Non-limiting examples of electromechanical components include
piezoelectric devices, resonators, terminals, connectors, cable
assemblies, switches, etc. In this example, the first material 122
used to construct the electronics component(s) can be exposable to
the autoclave conditions 107 without causing damage to the
electronics component(s).
[0019] In one example, the key(s) or button(s) of the autoclavable
human interface device 110 can be pressed or interacted with by a
user to provide an input to the autoclavable human interface device
110. In this example, the first material 122 used to construct the
key(s) or button(s) can have a polymer construction. For example,
the first material 122 can be a type of plastic, including, but not
limited to, ABS, PC/ABS. HIPS, etc. In this example, the first
material 122 used to construct the key(s) or button(s) can be
exposable to the autoclave conditions 107 without causing damage to
the key(s) or button(s).
[0020] In one example, the pigmented ink of the autoclavable human
interface device 110 can be used to define the key or button of the
autoclavable human interface device 110. For example, the pigmented
ink can be used to indicate key letters, numbers and symbols (e.g.,
A, 1, !), key names, etc. In this example, the first material 122
used to form the pigmented inks can be based on epoxy resins,
polyurethanes or polyacrylates. In this example, the first material
122 used to form the pigmented ink can be exposable to the
autoclave conditions 107 without causing damage to the pigmented
ink.
[0021] In one example, the cable of the autoclavable human
interface device 110 can connect the autoclavable human interface
device 110 to a computing device. For example, the autoclavable
human interface device 110 can include the cable when the
autoclavable human interface device 110 is not a wireless device.
In this example, the first material 122 used to construct the cable
can be formed from high temperature grade materials, such as high
temperature polyvinyl chloride (PVC), high temperature polyolefin,
or high temperature thermoplastic polyurethane (TPU), etc. Other
non-limiting examples of the first material 122 used to construct
the cable can be ethylene proplyene diene monomer (EPDM), silicone
rubber with K-fiber jacket (SRK), polytetrafluoroethylene (PTFE),
fluorinated ethylene propylene (FEP), perfluoroalkoxy (PFA),
tetrafluoroethylene (TEE), ethylene tetrafluoroethylene (ZW), or
styrene-butadiene-systems (SBS) type polymers. In this example, the
first material 122 used to form the cable can be exposable to the
autoclave conditions 107 without causing damage to the cable.
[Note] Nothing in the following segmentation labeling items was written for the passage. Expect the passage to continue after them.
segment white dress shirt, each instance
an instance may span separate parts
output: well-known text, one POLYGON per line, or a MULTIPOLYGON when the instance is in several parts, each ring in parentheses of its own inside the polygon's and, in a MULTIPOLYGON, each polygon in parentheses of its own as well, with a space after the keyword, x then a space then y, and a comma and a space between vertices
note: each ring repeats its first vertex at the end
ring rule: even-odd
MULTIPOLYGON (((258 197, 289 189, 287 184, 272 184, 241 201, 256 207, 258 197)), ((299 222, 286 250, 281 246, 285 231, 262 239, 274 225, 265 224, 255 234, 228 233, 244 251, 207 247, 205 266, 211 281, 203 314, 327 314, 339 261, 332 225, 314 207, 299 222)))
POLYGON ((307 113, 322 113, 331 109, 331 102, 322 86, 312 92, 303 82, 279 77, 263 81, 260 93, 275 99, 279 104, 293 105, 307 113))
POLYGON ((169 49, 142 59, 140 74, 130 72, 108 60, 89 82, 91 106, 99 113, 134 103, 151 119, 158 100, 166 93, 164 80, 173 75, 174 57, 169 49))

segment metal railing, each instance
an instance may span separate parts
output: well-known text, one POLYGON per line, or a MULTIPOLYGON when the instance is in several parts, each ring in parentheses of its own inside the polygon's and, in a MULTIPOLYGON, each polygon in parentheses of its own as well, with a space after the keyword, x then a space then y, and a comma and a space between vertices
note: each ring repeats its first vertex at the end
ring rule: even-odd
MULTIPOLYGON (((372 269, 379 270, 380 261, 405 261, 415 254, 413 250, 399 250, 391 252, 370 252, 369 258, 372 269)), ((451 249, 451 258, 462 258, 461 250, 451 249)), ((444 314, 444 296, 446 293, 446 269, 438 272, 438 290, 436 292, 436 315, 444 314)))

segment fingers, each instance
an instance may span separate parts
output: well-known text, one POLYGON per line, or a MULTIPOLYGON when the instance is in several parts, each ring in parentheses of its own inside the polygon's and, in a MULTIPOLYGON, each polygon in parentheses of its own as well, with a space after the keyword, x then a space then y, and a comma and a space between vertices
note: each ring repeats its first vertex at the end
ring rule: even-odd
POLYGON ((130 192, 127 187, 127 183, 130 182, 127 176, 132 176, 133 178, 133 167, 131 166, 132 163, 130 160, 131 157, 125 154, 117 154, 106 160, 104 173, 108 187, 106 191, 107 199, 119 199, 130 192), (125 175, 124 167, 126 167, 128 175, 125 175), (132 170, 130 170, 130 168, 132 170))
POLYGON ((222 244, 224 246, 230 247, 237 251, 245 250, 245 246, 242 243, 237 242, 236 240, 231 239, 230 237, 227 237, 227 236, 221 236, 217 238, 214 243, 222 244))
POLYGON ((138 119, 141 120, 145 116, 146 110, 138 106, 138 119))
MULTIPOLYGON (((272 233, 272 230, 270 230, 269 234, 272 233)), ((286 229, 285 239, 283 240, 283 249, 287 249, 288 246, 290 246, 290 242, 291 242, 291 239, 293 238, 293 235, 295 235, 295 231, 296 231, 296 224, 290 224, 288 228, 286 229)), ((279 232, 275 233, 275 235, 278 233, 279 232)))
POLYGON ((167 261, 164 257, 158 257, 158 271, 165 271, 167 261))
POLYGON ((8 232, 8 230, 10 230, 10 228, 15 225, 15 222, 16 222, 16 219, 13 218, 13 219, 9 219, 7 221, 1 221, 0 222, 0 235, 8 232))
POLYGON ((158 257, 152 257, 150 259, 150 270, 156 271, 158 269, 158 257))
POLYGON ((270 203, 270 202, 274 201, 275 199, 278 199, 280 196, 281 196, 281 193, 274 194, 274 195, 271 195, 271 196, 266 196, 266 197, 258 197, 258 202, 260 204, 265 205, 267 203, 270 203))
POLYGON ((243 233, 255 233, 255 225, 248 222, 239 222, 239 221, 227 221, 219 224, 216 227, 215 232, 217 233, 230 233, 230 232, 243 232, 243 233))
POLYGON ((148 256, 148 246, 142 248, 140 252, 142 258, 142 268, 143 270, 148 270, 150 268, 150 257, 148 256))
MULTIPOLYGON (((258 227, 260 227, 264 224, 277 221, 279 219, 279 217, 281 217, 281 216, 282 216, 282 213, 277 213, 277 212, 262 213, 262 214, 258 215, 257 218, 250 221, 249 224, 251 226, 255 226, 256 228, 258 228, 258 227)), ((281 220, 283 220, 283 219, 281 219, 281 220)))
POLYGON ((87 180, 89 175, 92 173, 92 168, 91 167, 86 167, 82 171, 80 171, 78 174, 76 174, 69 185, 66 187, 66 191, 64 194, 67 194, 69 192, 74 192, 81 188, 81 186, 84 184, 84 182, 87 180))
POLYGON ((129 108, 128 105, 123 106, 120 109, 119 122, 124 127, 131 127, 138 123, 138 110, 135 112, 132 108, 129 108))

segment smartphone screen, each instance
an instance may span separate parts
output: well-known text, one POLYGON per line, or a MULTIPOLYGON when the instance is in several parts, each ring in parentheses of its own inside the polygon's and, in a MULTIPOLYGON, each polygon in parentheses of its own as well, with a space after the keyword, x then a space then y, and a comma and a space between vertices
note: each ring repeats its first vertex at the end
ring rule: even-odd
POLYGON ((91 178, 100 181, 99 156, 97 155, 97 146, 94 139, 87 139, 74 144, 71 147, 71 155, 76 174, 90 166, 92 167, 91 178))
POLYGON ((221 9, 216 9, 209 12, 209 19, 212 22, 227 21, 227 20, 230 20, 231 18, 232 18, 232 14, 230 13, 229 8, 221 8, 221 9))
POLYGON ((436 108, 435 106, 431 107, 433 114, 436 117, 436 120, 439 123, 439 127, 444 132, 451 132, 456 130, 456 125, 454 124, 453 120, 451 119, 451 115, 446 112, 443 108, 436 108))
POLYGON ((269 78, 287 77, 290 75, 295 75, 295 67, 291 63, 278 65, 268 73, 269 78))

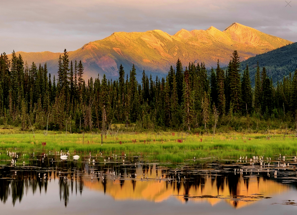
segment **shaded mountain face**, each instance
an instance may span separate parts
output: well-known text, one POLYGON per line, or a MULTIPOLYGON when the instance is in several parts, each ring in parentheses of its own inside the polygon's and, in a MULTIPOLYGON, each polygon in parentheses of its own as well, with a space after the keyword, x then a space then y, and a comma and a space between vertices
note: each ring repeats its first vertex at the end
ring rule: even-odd
POLYGON ((242 62, 241 69, 243 71, 247 64, 248 65, 253 86, 255 86, 257 62, 259 63, 260 73, 265 67, 267 76, 272 79, 276 85, 278 81, 282 81, 283 76, 289 75, 290 72, 293 77, 295 70, 297 69, 297 43, 259 55, 242 62))
MULTIPOLYGON (((182 29, 173 36, 158 30, 145 32, 116 32, 103 40, 91 42, 69 52, 70 60, 81 60, 84 78, 116 78, 121 63, 126 72, 133 63, 140 75, 165 76, 178 58, 185 67, 189 62, 204 62, 206 67, 228 64, 234 50, 242 60, 292 43, 255 29, 234 23, 223 31, 211 26, 206 30, 182 29)), ((17 52, 30 65, 47 62, 49 72, 57 74, 59 53, 17 52)))

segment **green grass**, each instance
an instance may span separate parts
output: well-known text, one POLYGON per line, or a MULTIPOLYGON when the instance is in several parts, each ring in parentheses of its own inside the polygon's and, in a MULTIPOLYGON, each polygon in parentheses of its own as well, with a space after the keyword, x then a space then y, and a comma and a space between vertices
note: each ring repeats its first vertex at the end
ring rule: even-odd
MULTIPOLYGON (((150 160, 179 163, 193 159, 194 156, 197 159, 214 157, 237 160, 240 156, 249 158, 255 155, 274 159, 279 154, 295 156, 297 151, 297 138, 293 135, 284 135, 275 131, 273 134, 235 133, 217 135, 213 137, 211 135, 189 135, 185 132, 174 135, 169 132, 109 134, 104 136, 102 146, 101 139, 101 134, 66 135, 50 132, 46 135, 42 131, 33 135, 21 133, 17 129, 0 129, 0 149, 5 156, 7 150, 22 154, 62 150, 98 155, 102 152, 105 156, 126 154, 127 156, 141 156, 150 160), (178 139, 182 139, 183 142, 178 142, 178 139), (46 145, 43 146, 42 142, 46 142, 46 145)), ((3 159, 3 156, 2 155, 0 159, 3 159)))

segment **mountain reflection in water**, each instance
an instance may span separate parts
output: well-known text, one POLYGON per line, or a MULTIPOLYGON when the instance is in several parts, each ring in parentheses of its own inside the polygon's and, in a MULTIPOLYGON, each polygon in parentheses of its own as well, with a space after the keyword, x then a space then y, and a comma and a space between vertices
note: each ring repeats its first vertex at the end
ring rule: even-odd
POLYGON ((51 162, 49 159, 45 163, 37 162, 29 166, 0 166, 1 204, 7 203, 10 196, 14 206, 18 201, 21 204, 29 192, 33 194, 39 192, 41 198, 46 199, 48 186, 52 183, 58 185, 54 189, 65 207, 70 195, 81 195, 88 189, 104 193, 116 201, 158 202, 173 197, 185 203, 207 201, 212 205, 225 201, 239 208, 295 189, 296 184, 294 180, 281 182, 281 177, 268 176, 267 171, 263 170, 235 173, 235 164, 219 161, 200 161, 184 166, 182 170, 181 167, 176 169, 141 160, 136 165, 132 162, 93 164, 71 160, 51 162))

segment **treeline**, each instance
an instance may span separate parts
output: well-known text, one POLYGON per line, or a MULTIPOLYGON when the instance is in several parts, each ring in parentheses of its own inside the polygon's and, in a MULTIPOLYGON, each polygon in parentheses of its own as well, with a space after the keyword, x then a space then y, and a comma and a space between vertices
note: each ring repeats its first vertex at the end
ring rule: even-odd
POLYGON ((104 75, 100 80, 98 75, 86 83, 81 61, 69 62, 65 49, 52 82, 46 63, 29 67, 20 55, 14 52, 10 60, 4 53, 0 57, 0 124, 72 132, 106 131, 112 123, 190 131, 217 125, 258 129, 258 122, 266 126, 272 121, 294 127, 297 71, 275 88, 265 68, 258 66, 253 90, 248 66, 241 77, 239 59, 234 51, 226 71, 218 60, 210 77, 203 63, 189 63, 184 70, 178 60, 175 69, 171 66, 161 79, 153 80, 144 71, 139 83, 134 65, 128 76, 121 65, 118 79, 107 80, 104 75))
POLYGON ((258 62, 261 67, 265 67, 267 75, 272 79, 275 87, 278 81, 282 81, 284 76, 288 76, 290 72, 294 71, 297 68, 297 43, 258 55, 242 62, 242 72, 247 64, 250 66, 252 86, 255 86, 255 77, 258 62))

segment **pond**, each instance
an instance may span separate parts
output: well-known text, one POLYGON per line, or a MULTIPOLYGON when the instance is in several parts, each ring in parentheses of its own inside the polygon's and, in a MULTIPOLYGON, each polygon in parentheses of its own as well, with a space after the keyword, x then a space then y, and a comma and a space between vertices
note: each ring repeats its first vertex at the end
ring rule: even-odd
POLYGON ((61 160, 56 152, 5 155, 0 162, 1 214, 285 214, 297 209, 294 158, 174 164, 124 155, 80 154, 77 160, 61 160))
[0022] In one example, the first component 120 constructed of the
first material 122 can be a lens for a laser, for example, when the
autoclavable human interface device 110 is a computer mouse. In
this example, the first material 122 used to construct the lens can
include a polymer such as plastic, or glass. The lens can be
susceptible to becoming cloudy or becoming damaged when cleaned, in
which case light may not be received or transmitted sufficiently to
continue operation. Thus, the first material 122 used to form the
lens can be exposable to the autoclave conditions 107 without
causing damage to the lens.
[0023] In one example, the second component 130 can be constructed
of a second material 132. The second material 132 may not be
exposable to the autoclave conditions 107 without damage caused to
the second component 130. In other words, when the second material
132 is exposed to the temperature and/or the moisture pressure
level for the defined duration during the autoclaving process,
damage can be caused to the second component 130. In this example,
the second component 130 by itself can be unable to tolerate the
temperature and/or the moisture pressure level for the defined
duration during the autoclaving process, and as a result, damage
can be caused to the second component 130 during the autoclaving
process.
[0024] In one example, the autoclavable human interface device 110
can include a component coating 140 on the second component 130.
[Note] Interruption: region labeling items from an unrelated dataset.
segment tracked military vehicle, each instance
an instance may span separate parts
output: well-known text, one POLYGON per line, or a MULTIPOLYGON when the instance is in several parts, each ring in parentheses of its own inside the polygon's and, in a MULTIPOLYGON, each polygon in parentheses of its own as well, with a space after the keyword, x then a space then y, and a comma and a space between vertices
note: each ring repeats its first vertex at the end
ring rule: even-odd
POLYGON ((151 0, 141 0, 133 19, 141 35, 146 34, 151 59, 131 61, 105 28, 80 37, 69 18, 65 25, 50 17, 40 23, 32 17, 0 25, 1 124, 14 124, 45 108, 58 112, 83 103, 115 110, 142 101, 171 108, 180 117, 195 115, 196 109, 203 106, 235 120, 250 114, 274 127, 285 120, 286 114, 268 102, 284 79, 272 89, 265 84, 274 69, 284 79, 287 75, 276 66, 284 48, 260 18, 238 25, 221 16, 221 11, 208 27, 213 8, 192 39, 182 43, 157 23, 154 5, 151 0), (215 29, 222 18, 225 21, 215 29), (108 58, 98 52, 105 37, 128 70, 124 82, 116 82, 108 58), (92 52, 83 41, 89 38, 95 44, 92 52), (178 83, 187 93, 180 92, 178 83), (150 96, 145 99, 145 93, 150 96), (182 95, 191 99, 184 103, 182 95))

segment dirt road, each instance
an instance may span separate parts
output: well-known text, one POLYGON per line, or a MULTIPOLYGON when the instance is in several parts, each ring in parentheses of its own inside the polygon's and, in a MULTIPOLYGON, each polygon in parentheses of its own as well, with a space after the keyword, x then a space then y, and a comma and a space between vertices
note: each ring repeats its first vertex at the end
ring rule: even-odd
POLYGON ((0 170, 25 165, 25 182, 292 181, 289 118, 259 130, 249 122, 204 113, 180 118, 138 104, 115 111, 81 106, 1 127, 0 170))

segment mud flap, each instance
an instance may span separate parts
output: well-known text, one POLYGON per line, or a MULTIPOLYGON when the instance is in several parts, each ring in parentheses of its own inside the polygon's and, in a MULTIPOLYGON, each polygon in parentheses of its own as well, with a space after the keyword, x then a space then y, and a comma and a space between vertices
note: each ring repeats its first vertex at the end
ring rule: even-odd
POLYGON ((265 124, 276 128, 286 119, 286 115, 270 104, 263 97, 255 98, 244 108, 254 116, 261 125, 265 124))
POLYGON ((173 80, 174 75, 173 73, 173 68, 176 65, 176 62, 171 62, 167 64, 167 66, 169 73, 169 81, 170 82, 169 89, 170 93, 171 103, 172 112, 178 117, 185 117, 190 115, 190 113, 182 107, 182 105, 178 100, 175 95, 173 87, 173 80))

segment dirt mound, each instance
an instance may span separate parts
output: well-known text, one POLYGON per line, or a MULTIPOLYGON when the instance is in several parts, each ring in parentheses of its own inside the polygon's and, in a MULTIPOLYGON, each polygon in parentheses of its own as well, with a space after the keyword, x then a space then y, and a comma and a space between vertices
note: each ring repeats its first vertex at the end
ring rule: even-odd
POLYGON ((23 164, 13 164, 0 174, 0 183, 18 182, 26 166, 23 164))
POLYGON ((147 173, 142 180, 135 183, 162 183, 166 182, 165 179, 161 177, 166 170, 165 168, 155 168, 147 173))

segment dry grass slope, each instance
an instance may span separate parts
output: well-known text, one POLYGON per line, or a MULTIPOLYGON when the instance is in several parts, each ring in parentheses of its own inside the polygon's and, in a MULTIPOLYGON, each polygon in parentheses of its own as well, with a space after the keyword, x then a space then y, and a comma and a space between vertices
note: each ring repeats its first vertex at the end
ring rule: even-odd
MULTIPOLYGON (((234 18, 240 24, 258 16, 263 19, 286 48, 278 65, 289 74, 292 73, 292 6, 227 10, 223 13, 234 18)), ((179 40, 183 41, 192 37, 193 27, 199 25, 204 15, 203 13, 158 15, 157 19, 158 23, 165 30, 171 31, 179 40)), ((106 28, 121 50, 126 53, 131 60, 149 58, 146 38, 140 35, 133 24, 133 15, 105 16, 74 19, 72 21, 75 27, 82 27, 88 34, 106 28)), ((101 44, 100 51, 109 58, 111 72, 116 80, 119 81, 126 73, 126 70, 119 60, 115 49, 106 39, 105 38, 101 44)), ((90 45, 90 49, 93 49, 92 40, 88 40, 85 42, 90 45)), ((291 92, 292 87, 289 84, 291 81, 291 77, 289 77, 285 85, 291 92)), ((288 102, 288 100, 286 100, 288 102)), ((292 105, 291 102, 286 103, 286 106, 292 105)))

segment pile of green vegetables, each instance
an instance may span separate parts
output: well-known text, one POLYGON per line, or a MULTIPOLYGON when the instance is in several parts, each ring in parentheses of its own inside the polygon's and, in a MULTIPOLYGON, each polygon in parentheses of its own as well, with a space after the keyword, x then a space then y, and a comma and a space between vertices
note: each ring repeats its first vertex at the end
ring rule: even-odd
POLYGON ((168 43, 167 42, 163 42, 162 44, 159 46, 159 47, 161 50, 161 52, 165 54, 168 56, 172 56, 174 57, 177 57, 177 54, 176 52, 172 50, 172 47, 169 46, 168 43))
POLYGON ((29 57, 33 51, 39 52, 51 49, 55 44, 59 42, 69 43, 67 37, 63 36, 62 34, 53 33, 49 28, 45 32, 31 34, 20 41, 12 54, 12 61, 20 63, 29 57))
The component coating 140 can be on the second component 130 at
locations susceptible to damage under the autoclave conditions 107.
The component coating 140 can be exposable to the autoclave
conditions 107 without allowing damage to the second component 130
where the component coating 140 is present. In other words, the
component coating 140 can fully or partially encase the second
component 130 to protect the second component 130 against the
autoclave conditions 107. More specifically, the component coating
140 can fully or partially encase the second component 130 to
protect the second component 130 against the temperature and the
moisture pressure level for the defined duration during the
autoclaving process, thereby preventing damage from being caused to
the second component 130.
[0025] In one example, the component coating 140 can be exposable
to the autoclave conditions 107 and can maintain the second
component 130 within operational conditions. As used herein,
"operational conditions" can refer to the ability of the second
component 130 to be fully functional and operational after exposure
to the autoclave conditions 107. For example, the component coating
140 can maintain an operation of the second component 130 when
exposed to environmental conditions of the autoclave 105. In
another example, the component coating 140 can coat the second
component 130 to reduce environmental conditions exposed to be
within an operational tolerance. For example, the second component
130 may be able to tolerate the autoclave conditions 107 and
maintain operation when coated or encased by the component coating
140. As used herein, "operational tolerance" can refer to a
tolerance level of the second component 130 to be fully functional
and operational after exposure to the autoclave conditions 107. For
example, the component coating 140 can cause the second component
130 to be operational under the autoclave conditions 107 until a
specific tolerance level is reached or exceeded.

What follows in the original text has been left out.